This week, I’m linking up again with Diane at Bibliophile by the Sea who hosts a post every Tuesday for people to share the first chapter / paragraph of the book they are reading, or thinking of reading soon. I really enjoy these tasters when I read them on other blogs so wanted to join in.
This week, I’ reading The Well by Catherine Chanter, which I knew nothing about when I picked up at the library. However, thanks to Goodreads, I now know this is what it is about…

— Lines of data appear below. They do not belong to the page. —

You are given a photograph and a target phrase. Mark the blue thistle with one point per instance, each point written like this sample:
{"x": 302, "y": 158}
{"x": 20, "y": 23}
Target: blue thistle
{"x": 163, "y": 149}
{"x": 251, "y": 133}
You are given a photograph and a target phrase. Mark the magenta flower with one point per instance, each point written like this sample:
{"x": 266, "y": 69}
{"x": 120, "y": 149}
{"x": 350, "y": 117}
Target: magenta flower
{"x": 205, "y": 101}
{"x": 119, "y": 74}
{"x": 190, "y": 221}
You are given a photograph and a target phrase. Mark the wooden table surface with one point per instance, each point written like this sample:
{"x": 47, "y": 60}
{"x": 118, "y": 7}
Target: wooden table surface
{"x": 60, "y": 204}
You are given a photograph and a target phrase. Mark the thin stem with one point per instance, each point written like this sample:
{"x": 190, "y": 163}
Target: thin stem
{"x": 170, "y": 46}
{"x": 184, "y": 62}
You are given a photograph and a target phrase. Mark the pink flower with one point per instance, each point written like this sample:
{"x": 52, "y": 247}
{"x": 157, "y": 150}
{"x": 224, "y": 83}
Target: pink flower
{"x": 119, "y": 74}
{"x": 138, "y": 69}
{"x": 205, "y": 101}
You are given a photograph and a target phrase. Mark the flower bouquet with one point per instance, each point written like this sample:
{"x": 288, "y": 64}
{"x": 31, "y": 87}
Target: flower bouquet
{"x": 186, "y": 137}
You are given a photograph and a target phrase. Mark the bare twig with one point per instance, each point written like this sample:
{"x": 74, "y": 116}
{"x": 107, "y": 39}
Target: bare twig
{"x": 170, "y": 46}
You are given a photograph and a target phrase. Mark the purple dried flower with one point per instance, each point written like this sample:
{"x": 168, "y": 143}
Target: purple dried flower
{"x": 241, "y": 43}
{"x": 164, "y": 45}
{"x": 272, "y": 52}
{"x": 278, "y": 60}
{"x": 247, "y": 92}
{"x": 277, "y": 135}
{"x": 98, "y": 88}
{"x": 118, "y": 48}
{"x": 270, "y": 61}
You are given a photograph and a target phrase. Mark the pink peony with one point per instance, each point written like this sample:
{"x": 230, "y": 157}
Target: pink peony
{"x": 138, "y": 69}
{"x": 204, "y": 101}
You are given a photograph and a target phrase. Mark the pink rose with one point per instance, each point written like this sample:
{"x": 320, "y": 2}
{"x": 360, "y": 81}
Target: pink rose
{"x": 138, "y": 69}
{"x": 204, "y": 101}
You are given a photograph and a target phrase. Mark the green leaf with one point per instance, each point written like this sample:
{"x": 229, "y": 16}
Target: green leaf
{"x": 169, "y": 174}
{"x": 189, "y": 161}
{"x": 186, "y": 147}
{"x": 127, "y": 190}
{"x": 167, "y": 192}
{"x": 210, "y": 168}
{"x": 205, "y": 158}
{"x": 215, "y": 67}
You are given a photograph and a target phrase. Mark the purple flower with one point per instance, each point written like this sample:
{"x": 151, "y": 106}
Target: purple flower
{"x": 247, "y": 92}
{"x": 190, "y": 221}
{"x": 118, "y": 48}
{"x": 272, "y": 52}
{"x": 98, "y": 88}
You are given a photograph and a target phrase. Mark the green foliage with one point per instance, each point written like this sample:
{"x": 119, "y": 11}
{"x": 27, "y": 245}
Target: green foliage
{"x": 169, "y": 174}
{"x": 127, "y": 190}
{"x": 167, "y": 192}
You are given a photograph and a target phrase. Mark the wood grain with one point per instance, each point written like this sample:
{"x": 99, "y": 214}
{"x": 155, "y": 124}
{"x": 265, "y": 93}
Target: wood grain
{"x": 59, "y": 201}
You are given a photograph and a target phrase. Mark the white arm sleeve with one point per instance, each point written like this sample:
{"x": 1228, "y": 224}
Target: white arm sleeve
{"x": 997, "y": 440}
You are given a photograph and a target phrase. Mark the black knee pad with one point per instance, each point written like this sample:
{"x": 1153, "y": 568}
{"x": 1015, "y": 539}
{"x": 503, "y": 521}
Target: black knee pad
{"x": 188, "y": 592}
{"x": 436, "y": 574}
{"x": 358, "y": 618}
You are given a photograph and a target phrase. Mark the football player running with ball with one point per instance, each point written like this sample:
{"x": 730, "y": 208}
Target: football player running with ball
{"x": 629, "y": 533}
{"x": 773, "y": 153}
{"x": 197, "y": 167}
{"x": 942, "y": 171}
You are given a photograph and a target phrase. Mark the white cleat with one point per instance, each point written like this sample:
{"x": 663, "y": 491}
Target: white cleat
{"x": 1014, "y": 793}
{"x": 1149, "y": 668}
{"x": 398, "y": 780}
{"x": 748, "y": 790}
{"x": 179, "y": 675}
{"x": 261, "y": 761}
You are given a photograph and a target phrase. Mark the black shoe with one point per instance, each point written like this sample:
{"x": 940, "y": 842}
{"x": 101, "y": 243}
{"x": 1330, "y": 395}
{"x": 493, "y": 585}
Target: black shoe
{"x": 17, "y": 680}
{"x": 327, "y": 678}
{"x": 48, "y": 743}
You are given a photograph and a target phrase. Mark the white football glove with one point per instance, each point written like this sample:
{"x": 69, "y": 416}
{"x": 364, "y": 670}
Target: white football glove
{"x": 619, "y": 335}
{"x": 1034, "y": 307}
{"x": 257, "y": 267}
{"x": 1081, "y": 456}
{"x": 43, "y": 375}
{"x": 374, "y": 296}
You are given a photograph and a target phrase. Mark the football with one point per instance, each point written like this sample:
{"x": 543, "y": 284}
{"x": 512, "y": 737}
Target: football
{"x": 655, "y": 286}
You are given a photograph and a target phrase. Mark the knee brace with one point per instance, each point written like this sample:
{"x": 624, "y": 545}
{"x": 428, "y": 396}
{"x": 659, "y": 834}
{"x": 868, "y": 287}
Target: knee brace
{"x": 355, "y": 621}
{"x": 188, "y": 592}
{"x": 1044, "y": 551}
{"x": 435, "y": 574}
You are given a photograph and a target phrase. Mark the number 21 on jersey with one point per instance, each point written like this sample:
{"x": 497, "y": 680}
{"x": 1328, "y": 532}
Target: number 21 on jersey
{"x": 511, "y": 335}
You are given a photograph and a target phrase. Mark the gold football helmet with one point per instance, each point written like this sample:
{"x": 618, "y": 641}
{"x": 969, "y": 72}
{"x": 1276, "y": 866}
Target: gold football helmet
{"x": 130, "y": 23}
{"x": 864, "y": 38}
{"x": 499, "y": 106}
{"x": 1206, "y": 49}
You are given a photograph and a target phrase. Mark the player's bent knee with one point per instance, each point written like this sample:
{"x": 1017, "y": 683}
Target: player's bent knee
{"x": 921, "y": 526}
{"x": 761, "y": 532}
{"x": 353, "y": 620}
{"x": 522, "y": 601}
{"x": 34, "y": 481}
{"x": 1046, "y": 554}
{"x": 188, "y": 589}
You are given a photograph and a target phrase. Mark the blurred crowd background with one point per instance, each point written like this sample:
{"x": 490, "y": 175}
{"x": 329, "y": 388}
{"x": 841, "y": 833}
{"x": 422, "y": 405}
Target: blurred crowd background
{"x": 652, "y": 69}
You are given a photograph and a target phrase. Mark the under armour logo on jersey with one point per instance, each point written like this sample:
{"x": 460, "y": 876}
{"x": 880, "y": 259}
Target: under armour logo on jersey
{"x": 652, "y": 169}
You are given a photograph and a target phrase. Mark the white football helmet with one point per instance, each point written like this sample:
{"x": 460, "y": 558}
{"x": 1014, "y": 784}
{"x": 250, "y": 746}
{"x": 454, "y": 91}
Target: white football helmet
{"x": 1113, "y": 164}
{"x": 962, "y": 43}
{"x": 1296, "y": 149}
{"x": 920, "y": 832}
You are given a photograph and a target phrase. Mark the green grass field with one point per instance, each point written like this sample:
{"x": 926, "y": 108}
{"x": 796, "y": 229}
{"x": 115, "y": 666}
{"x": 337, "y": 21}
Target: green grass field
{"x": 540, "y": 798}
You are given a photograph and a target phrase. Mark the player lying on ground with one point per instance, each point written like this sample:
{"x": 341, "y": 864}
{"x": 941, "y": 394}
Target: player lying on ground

Ruth Ardingly has just been released from prison to serve out a sentence of house arrest for arson and suspected murder at her farm, The Well. Beyond its borders, some people whisper she is a witch; others a messiah. For as soon as Ruth returns to The Well, rain begins to fall on the farm. And it has not rained anywhere else in the country in over three years.
Ruth and her husband Mark had moved years before from London to this ancient idyll in the hopes of starting their lives over. But then the drought began, and as the surrounding land dried up and died, and The Well grew lush and full of life, they came to see their fortune would come at a price. From the envy of their neighbors to the mandates of the government, from the fanaticism of a religious order called the Sisters of the Rose to the everyday difficulties of staying close as husband and wife, mother and child; all these forces led to a horrifying crime: the death of their seven-year-old grandson, drowned with cruel irony in one of the few ponds left in the countryside.
Now back at The Well, Ruth must piece together the tragedy that shattered her marriage, her family, and her dream. For she believes her grandson’s death was no accident, and that the murderer is among the people she trusted most. Alone except for her guards on a tiny green jewel in a world rapidly turning to dust, Ruth begins to confront her worst fears and learns what really happened in the dark heart of The Well.
And this is how it starts…
“The Well has won me back. Tonight will be my first night under house arrest. First of how many? I scarcely dared hope they would allow me to return, yet when it came to the last night in the unit, I clung to the comfort blanket of my sleeping pills and section order, desperate to stay. Security. National security. Secure accommodation. An insecure conviction. It may keep me in, but all the security in the world will not keep the ghosts out; if I am home, they will be also.”
What do you think…would you keep reading?